Saturday, September 13, 2008

Some more things that occured to me.  While working for a gaming company, I was asked to have a look at an FPGA design program from Xilinx.  We owned it and all, but they wanted to not have to use the dongle.  I didn't care the reason.  Anyway, when you ran the program, it checked to see that the dongle was there, and if it wasn't it just exited.  If it WAS there, it ran.  And never checked it again unless you stopped the program and started it over.  Really, what was the reason for this?  It was almost like the protection was an afterthought, or demanded by management.

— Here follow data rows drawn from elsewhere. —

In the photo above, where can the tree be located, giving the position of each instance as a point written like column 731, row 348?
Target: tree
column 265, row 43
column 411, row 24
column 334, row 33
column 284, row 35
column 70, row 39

I also did an app called SNMPc.  It had the typical run of the mill Sentinel Pro dongle.  Back in the "old days" the way the dongle worked was this:  You sent it a string (usually a short one), and it sent you back a 16-bit number.  So, SNMPc sent a bunch of strings that were lyrics from Pink Floyd's "Shine on you crazy diamond".  It looked like they used a library for calling the dongle functions, as all the code looked the same.  The way the dongle code existed, was in a .DLL.  Which makes sense, you can distribute it with any app, and not have to change it if you are the Rainbow (The dongle) people.  The problem with that, is that once you have cracked it, you know where everything is inside it, and the next crack is trivial to do.  The way that I did this one, was to look for the places that called the dongle check routine.  (The bytes were the same, so a simple hex search turned them all up).  Then, I looked at what the string was that they were sending to the dongle, and at the compare right after the call to see what they expected to get back, and made a table.  Then, I went into the .DLL, and gutted the dongle check function.  I replaced it with a look-up function that I wrote that compared the sent string to the strings in my table, when it found a match, it returned the corresponding 16-bit value.  DONE!

Sometime, when Google feels like it, if you search for my name "Fabulous Furlough", you'll find a text file "interview" written by some idiot from 1993 or so.  In this file, the interviewer is asking some guy with Razor about the best crackers on the PC.  (in that era).  He says that he wouldn't put me in the top 10 because I never did an interpreter, and I never cracked dongles.  I'd like to take a little space to clear both of these misconceptions up.

Ultima 6 was an interpreter, and I cracked it without help.  (It took 8 hours, but I did it).  I have also cracked VB apps, which are interpreted, and Deadbolt 64 (mentioned elsewhere on this blog).  (And probably a bunch of other stuff that currently slips my mind).  Now, on to the issue with dongles.  During the timeframe in question, what this idiot didn't know was that I was the "secret cracker" for a group called NTA.  (Nocturnal Trading Alliance) out of Phoenix.  Mikeysoft was the head.  They didn't have a cracker, and since THG wasn't interested in doing business apps officially*, we left them to Mikey.  So, during the timeframe that he speaks of, I cracked NUMEROUS copies of 3D Studio, and a bunch of other business apps that were dongled.  So, the Razor guy was a know-nothing idiot who was just shooting his mouth off.  

UPDATE:  TODAY Goggle felt like giving me the link to the idiot's post.  So, here you go:


*The reason we weren't interested in business apps was this:  We assumed that if a company lost sales of 1000 copies of a game at $30 each, it wasn't worth the time and hassle to come and find us.  But, on the other hand, if a company lost sales of 1000 copies of a $10,000 program, THEN you have a reason to hunt people down.  (I once downloaded a financial analysis app worth $750K.  No shit.)  Wasn't protected, and came on one (1)  720K floppy.  I have NO idea what it did, but it better have shit gold bars, and farted rainbows for that kind of money.